In [178]: oarr = [(0.109, 0.5), (0.109, 0.55), (0.109, 0.6), (0.2, 0.4), (0.3,0.5)]
     ...: arr = np.array(oarr)
In [179]: oarr
Out[179]: [(0.109, 0.5), (0.109, 0.55), (0.109, 0.6), (0.2, 0.4), (0.3, 0.5)]
In [180]: arr
Out[180]: 
array([[0.109, 0.5  ],
       [0.109, 0.55 ],
       [0.109, 0.6  ],
       [0.2  , 0.4  ],
       [0.3  , 0.5  ]])

So starting with a list of tuples, we get a 2d array, with float dtype.

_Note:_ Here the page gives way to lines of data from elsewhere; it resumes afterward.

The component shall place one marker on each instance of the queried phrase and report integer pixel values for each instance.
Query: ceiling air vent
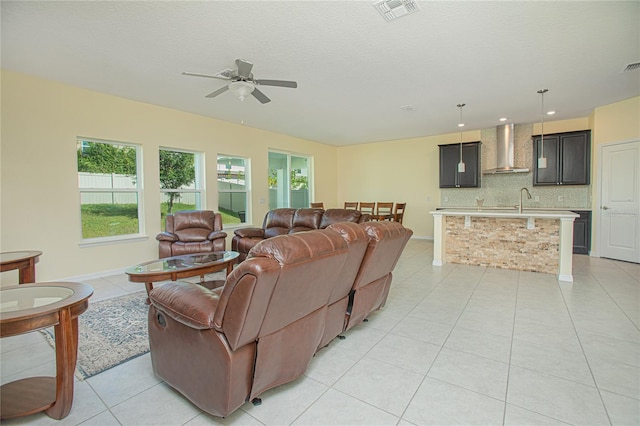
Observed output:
(228, 73)
(394, 9)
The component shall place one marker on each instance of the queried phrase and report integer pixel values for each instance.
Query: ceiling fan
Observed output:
(242, 83)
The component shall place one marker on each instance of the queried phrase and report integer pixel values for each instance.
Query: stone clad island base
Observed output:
(536, 241)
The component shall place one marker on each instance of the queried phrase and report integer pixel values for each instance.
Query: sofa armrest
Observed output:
(216, 234)
(190, 304)
(249, 232)
(167, 236)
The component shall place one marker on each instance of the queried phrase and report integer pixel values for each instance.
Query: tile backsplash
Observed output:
(504, 189)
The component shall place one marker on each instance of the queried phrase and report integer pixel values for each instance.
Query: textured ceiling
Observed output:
(354, 70)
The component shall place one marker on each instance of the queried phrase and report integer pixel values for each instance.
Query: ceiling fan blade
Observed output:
(193, 74)
(244, 68)
(217, 92)
(279, 83)
(260, 96)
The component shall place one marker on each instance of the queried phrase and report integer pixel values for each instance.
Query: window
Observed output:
(233, 189)
(110, 189)
(289, 180)
(181, 180)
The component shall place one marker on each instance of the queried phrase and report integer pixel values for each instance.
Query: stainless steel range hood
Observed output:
(505, 152)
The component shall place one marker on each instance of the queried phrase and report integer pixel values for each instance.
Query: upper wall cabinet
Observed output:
(449, 159)
(568, 159)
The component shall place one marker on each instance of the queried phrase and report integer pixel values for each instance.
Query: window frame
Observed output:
(287, 175)
(246, 191)
(199, 182)
(138, 190)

A list of lists would work the same way.

Your next array:

In [181]: oarr2 = []
     ...: for ix in range(len(arr)):
     ...:   oarr2.append( ( (str(oarr[ix][0]), oarr[ix][0]), oarr[ix][1] ) )
     ...: arr2 = np.array( oarr2, dtype=object )
In [182]: oarr2
Out[182]: 
[(('0.109', 0.109), 0.5),
 (('0.109', 0.109), 0.55),
 (('0.109', 0.109), 0.6),
 (('0.2', 0.2), 0.4),
 (('0.3', 0.3), 0.5)]
In [183]: arr2
Out[183]: 
array([[('0.109', 0.109), 0.5],
       [('0.109', 0.109), 0.55],
       [('0.109', 0.109), 0.6],
       [('0.2', 0.2), 0.4],
       [('0.3', 0.3), 0.5]], dtype=object)

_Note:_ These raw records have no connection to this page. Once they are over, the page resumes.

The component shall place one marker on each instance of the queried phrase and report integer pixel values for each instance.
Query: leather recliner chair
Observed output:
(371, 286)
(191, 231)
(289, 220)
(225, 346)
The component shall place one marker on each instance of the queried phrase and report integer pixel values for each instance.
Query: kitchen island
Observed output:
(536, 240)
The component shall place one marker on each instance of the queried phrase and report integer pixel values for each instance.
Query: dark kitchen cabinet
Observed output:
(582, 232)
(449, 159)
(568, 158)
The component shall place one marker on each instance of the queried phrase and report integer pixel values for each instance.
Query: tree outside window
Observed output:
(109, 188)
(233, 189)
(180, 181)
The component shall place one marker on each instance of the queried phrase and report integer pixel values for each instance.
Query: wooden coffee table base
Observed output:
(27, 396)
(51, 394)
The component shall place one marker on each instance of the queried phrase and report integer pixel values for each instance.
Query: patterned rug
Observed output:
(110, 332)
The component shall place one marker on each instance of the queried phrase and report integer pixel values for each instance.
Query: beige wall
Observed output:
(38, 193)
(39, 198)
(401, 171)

Again a 2d list, (5,2), but with a tuple as one element in each row.

Selecting a column:

In [184]: arr2fc = arr2[:, 0]
In [185]: arr2fc
Out[185]: 
array([('0.109', 0.109), ('0.109', 0.109), ('0.109', 0.109), ('0.2', 0.2),
       ('0.3', 0.3)], dtype=object)
In [186]: _.shape
Out[186]: (5,)

A 1d array of objects - each a tuple.

Converting it back to list, we can make a 2d array and again index a column:

In [187]: arr2fc.tolist()
Out[187]: 
[('0.109', 0.109),
 ('0.109', 0.109),
 ('0.109', 0.109),
 ('0.2', 0.2),
 ('0.3', 0.3)]
In [188]: np.array(arr2fc.tolist(),object)
Out[188]: 
array([['0.109', 0.109],
       ['0.109', 0.109],
       ['0.109', 0.109],
       ['0.2', 0.2],
       ['0.3', 0.3]], dtype=object)
In [189]: _[:,1]
Out[189]: array([0.109, 0.109, 0.109, 0.2, 0.3], dtype=object)

or with a list comprehension:

In [190]: [x[1] for x in arr2fc]
Out[190]: [0.109, 0.109, 0.109, 0.2, 0.3]

Multidimensional indexing only works on the dimensions shown by the shape. It does not "reach through" and index the objects, even if they are, by themselves, indexable.

Some comparative times:

In [194]: timeit string_array,float_array = vectorized_split(arr2fc)
31.5 µs ± 277 ns per loop (mean ± std. dev. of 7 runs, 10000 loops each)
In [195]: timeit [x[1] for x in arr2fc]
1.57 µs ± 1.07 ns per loop (mean ± std. dev. of 7 runs, 1000000 loops each)
In [196]: timeit np.array(arr2fc.tolist(),object)[:,1]
3.77 µs ± 65 ns per loop (mean ± std. dev. of 7 runs, 100000 loops each)

Here the "vectorize" method is much slower. For large arrays, "vectorize" speeds are closer to the list comprehension speeds.